Figure 5. Crystal structures of duplex RNA containing base pairs involving adenine or N⁶‐methyladenine.

In each case, the relevant base pair is shown with its 2F_O‐F_C map contoured at 1.2σ. The sequences of each self‐complementary duplex are shown, with the relevant base pair highlighted in green, and N⁶‐methyl modification in red. 5‐Bromocytosine nucleotides are shown blue; each structure was solved by SAD using the anomalous scatter from the two bromine atoms, except for 5LR3 that was determined by soaking with CuCl₂.

• A
  A duplex containing a N⁶‐methyladenine‐uracil base pair (PDB 5LR5). Crystals of space group P6₅ were obtained that diffracted to 2.27 Å. A standard cis Watson–Crick base pair is formed in this duplex, despite the presence of the N⁶‐methyl group.
• B, C
  Accommodation of N⁶‐methyladenine in a cis Watson–Crick G·A base pair. Two duplex species were constructed containing adjacent G·A base pairs flanked by G‐C base pairs, with (B, PDB 5LQO) and without (C, PDB 5LQT) N⁶‐methyladenine at 1.87 and 1.50‐Å resolution, respectively. In both structures, the G·A base pairs are cis Watson–Crick pairs connected by two hydrogen bonds. Thus, N⁶‐methylation of adenine does not lead to disruption of these Watson–Crick G·A pairs.
• D, E
  Disruption of a trans sugar‐Hoogsteen G·A base pair by N⁶‐methyladenine.
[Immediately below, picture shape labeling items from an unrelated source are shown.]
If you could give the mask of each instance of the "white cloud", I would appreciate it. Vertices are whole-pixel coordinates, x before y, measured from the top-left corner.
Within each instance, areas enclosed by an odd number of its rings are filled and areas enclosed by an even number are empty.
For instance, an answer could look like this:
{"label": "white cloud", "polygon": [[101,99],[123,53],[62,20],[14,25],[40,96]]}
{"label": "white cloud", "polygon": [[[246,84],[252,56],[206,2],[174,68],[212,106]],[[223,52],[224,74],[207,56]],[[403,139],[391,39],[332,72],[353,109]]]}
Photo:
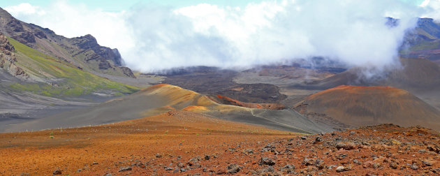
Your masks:
{"label": "white cloud", "polygon": [[440,0],[425,0],[420,6],[425,10],[421,17],[431,17],[440,22]]}
{"label": "white cloud", "polygon": [[[313,56],[381,67],[396,62],[404,34],[423,8],[397,0],[267,1],[244,8],[139,3],[120,13],[65,1],[29,6],[6,10],[68,37],[91,34],[142,71],[249,66]],[[399,26],[386,26],[386,16],[401,19]]]}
Crystal structures of RNA duplexes in which guanine opposes adenine or N⁶‐methyladenine with flanking G·U base pairs. In the absence of the N⁶‐methyl group (D, PDB 5LR3 at 1.65‐Å resolution), a trans Hoogsteen‐sugar G·A base pair is formed. In marked contrast, the N⁶‐methyladenine does not form a base pair with the guanine (E, PDB 5LR4 at 1.72‐Å resolution), and there is no hydrogen bonding between the two nucleobases. Thus, N⁶‐methylation of adenine prevents the formation of the trans Hoogsteen‐sugar G·A base pair.